Posts Tagged Innovation
One of the big debates this morning comes from Yahoo’s decision to bring all of their employees into the office in the name of innovation. The pros and cons of telecommuting, or “working at home”, have been debated for decades, but I believe we are at a tipping point as illustrated by the amount of discussion on this topic this morning.
When considering the merits of the virtual workforce it is not a case of if this works; it’s a case of how this works. As with any major shift in cultural norms and working practices, it takes time. And it requires old habits to be broken and new habits to be formed. I could state the many benefits of adopting a more balanced approach to simply requiring people to be in the office 9 to 5 Monday to Friday, but these are largely already known. The key, though, is in learning how to work virtually, how to collaborate virtually, how to lead virtually, and indeed how to innovate virtually. It can be done.
3GS is viewed as a leader in innovative ways in which to move training out of the physical classroom and into the virtual world. This move to the virtual classroom is also seen by many as inferior to traditional classroom training But we have now shown that we can new approaches to learning can deliver superior results to the physical classroom It does, however, require behaving and thinking differently.
There are so many examples of how technology has enabled us to live our lives very differently, and virtually. I personally coach, from my home office, young adults in South Africa that are among the most innovative individuals I have ever worked with. Just ask any group of teenagers how they collaborate and innovate – oh, and you better do this by texting them as you likely won’t find them in one place for long.
I totally agree with Richard Branson that this move by Yahoo is a step backwards. More however, I think it is indicative of a lack of innovation to adopt the new approaches necessary to make this work.
Recognizing our best-in-class use of the Adobe Connect platform, Adobe recently launched a Customer Success Story about us and how we’re pushing the platform to offer our customers a richer online learning experience.

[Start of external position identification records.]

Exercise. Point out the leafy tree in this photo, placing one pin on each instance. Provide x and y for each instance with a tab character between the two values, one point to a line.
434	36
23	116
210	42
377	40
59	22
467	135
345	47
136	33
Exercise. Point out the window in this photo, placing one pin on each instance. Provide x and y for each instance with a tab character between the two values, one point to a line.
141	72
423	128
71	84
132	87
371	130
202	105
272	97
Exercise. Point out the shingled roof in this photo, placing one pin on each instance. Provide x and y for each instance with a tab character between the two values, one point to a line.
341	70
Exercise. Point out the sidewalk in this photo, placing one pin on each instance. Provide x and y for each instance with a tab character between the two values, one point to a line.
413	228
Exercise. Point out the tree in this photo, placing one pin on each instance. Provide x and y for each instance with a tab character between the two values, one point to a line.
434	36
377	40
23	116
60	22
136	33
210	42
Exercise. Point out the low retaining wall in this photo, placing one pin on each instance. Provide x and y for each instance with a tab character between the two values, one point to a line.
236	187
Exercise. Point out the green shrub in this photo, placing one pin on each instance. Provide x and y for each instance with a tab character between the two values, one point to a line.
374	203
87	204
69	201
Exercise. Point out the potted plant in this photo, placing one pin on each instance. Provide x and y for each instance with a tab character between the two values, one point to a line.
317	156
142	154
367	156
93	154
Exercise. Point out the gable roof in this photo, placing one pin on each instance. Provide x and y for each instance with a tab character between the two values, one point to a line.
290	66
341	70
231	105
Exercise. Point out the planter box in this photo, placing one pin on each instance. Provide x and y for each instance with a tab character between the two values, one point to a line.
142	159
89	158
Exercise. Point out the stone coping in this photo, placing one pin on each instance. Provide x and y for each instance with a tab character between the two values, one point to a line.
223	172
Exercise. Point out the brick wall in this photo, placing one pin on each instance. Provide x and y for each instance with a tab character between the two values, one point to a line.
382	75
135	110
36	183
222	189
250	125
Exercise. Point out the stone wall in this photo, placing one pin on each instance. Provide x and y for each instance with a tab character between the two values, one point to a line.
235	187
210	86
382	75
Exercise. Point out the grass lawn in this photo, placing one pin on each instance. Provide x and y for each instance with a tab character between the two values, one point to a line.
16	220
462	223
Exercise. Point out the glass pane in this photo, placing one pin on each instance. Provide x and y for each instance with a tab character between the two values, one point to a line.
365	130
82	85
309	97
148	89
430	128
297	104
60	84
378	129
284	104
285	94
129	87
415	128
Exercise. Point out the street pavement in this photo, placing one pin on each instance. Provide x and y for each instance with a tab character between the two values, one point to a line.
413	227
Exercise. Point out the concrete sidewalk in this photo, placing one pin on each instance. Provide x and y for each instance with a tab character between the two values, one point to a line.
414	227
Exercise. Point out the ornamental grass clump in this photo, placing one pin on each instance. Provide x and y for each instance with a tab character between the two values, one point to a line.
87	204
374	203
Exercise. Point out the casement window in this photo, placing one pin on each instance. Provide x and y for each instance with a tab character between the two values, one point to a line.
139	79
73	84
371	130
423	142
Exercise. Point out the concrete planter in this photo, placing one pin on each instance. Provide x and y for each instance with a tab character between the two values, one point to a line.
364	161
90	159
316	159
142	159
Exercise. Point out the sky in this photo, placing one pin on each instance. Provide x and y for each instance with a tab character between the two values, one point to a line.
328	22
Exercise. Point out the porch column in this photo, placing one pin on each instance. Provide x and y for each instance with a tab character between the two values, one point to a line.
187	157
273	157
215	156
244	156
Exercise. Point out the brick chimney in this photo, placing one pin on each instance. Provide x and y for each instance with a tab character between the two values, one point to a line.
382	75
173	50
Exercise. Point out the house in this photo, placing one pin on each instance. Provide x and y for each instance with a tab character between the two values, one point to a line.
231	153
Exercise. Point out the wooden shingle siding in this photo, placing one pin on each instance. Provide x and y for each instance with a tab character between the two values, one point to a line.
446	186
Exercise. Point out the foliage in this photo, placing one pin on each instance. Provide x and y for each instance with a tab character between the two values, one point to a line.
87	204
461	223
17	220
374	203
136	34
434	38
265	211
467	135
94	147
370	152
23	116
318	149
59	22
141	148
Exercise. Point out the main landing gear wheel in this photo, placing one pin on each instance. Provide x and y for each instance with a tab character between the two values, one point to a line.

Check out the writeup on the Adobe Connect Blog, where you can also download the Success Story.
The IDC predicts that by 2013, at least 75 percent of the U.S. workforce will be made up of mobile workers.
This week, President Obama announced the launch of Startup America, a national campaign to celebrate, inspire, and accelerate high-growth entrepreneurship. A partnership between private companies, such as IBM and Intel, and public organizations, such as the Small Business Administration, the campaign promises to provide both an economic and a social framework for economic growth and sustainable job creation.
What I hope Startup America supports is one of the fastest growing economic sectors in the world today: training knowledge workers. A major cost for companies is training: In 2009, more than $47 billion was spent in the U.S. for training services with outside vendors, and $126 billion was spent on training in total. Forty percent of these costs involved bringing participants to a physical classroom, where training takes place. Given the prediction by the IDC that by 2013, at least 75 percent of the U.S. workforce will be made up of mobile workers, it makes more sense to leverage technology for virtual training and save the expense of travel and time off work.
The next step for Startup America would be to include a roster of virtual training programs as an integral part of its support for startups and their staff. Besides saving time and money, virtual training has the potential to deliver a superior learning experience than does a physical classroom. A recent white paper 3g Selling coauthored with Citrix demonstrates that a best-in-class, instructor-led and live virtual training program can engage learners, increase the rate of program adoption and behavioral changes, and improve performance results.
What startups need besides money and mentorship is the ability to provide training quickly and effectively to an ever-growing pool of knowledge workers. We would hope that Facebook—a partner in Startup America, which is hosting a dozen or more Startup Days around the country to provide entrepreneurs access to expertise, resources, and engineers to help accelerate their businesses—will include virtual training vendors in its offerings. And although the field of virtual training is crowded, there is enough variety among training offerings—such as 3g Selling’s use of a broadcast studio format combined with live, virtual training—to satisfy and support startups, as well as established businesses, everywhere.